4 Commonly Overlooked Costs of Buying a House
Buying a house has historically been seen as part of the “American Dream” and part of the process of growing up to be a financially independent, from your parents at least, adult.
Like so many others, my wife and I bought our first house with our eyes wide shut. We had no idea what we were really getting ourselves into and we did not really have a budget in mind for our first home.
Eight years later, we have learned a lot about finances and about homeownership. So today I wanted to share with you four of the most commonly overlooked costs of buying a house. If you’ve already bought a house and you missed these costs too, don’t worry about it too much, Mrs. Frugal Rules and I did too!
Private Mortgage Insurance
One of the most commonly overlooked costs of buying a house, at least for first-time buyers, is private mortgage insurance (PMI). PMI is most likely part of the monthly mortgage payment you make every month if you did not put down at least a 20 percent down payment when you bought your house.
PMI is a fee that is charged in your monthly payment until you hit 20 percent equity in your home.
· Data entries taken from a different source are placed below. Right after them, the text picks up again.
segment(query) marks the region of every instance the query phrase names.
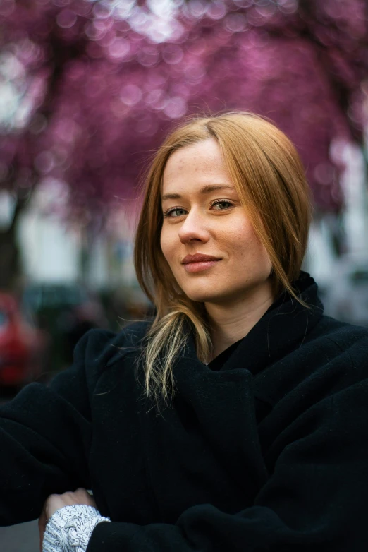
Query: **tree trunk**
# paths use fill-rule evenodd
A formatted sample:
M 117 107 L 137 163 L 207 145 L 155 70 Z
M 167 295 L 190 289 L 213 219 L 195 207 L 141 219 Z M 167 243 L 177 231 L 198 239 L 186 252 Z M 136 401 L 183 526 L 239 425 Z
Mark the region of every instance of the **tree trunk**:
M 16 229 L 19 215 L 23 211 L 32 191 L 25 198 L 18 198 L 13 220 L 9 227 L 0 232 L 0 291 L 18 293 L 23 284 L 23 269 Z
But you might be able to find mortgages and savings from Newcastle Permanent to help you avoid some mortgage costs and fees, like PMI. If I could go back and do things over again, I never would’ve bought a house with no down payment saved up. That PMI can really hurt when you add up how much is cost you over the years.
If you go from living in a tiny basement apartment to a 1,100 square foot home like a friend of mine did when she bought her first house, the huge difference in utility costs needs to be considered. Her costs skyrocketed from about $30/month to $120-150/month for utilities alone.
There are times when utilities can work in your favor too though. If you go from living in a rental house with crappy insulation and leaky windows to a newer, better insulated home of about the same size, you might end up spending less on utilities.
Most articles about the costs of homeownership mention the continual amount you need to put aside for continued maintenance and repairs of the home you own, but most do not mention the time costs of homeownership. Until I owned a home, I never thought about how much time it would take to do even simple tasks like mowing the lawn, and winterizing your home every year. With all of the routine tasks associated with homeownership, it’s easy to spend your whole weekend working on only the upkeep of your home.
Finally, most new homeowners don’t consider the fact that they might need a larger emergency fund just because they now own their own home instead of renting. The fact is that when you are renting it’s up to the landlord to replace and maintain things, but when you own your home it’s your responsibility if the water heater breaks, the roof leaks, or you need to replace the siding. Some of these things you can plan for, but others you cannot. Having a large emergency fund in place is extremely important if you are a homeowner.